JOHANNES: „Reiß Dich mal zusammen“ ist tatsächlich eine der besten systemischen Interventionen, die es gibt. 😉 Aber dieses genaue Hinsehen und das Feedback auch wirklich ansprechen zu können – das geht nur, wenn die Beziehung trägt. Es darf eben nicht alles in Watte gepackt werden, sodass am Ende keine klare Botschaft mehr bleibt.

LIZA: Ja, dafür bin ich auch nicht bekannt.

JOHANNES: Das kann man wohl sagen.

LIZA: Klare Kommunikation ist oft schwierig, aber wichtig. Ich glaube, das Besondere bei euch war der Tiefgang und die Art, wie ihr Feedback aktiviert habt. In jedem Modul gab es interaktive Übungen, bei denen intensive Reflexionen stattfanden – Selbstreflexion, Reflexion durch andere und Resonanz. Ich versuche, auch mein Team heute dorthin zu bringen.
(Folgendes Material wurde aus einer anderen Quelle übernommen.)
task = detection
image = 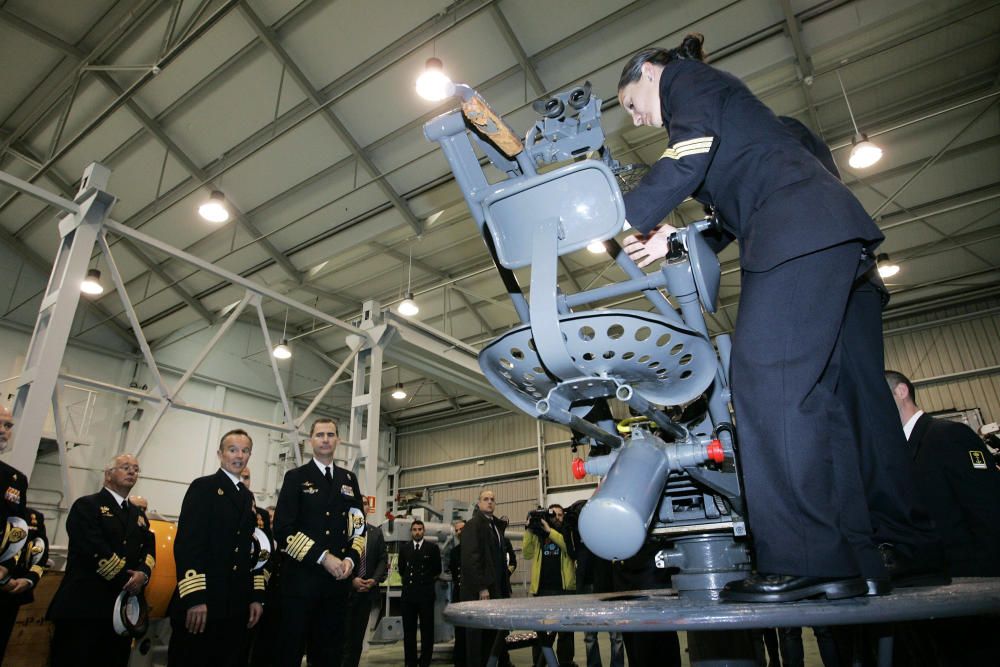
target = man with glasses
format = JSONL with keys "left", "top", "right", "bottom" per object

{"left": 46, "top": 453, "right": 155, "bottom": 667}
{"left": 273, "top": 418, "right": 366, "bottom": 666}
Wenn ich einen Workshop leite, habe ich immer ein jüngeres Teammitglied dabei, das nur auf die Resonanz achtet, um das Bewusstsein dafür zu schärfen. Das wird dann irgendwann auch teil der Teamkultur, ich meine reflektives Denken oder Hinterfragen, somit gibt man das weiter und wirkt damit auch auf kultureller Ebene.

JOHANNES: Verstehe.

LIZA: Es geht um Beobachtungsgabe und Aufmerksamkeit.

JOHANNES: Genau. Denn eigentlich ist ja alles da – man muss es nur wahrnehmen und nutzen.

Und damit sage ich: Vielen Dank, Liza!

LIZA: Sehr gerne, Johannes! Dir weiterhin viel Erfolg!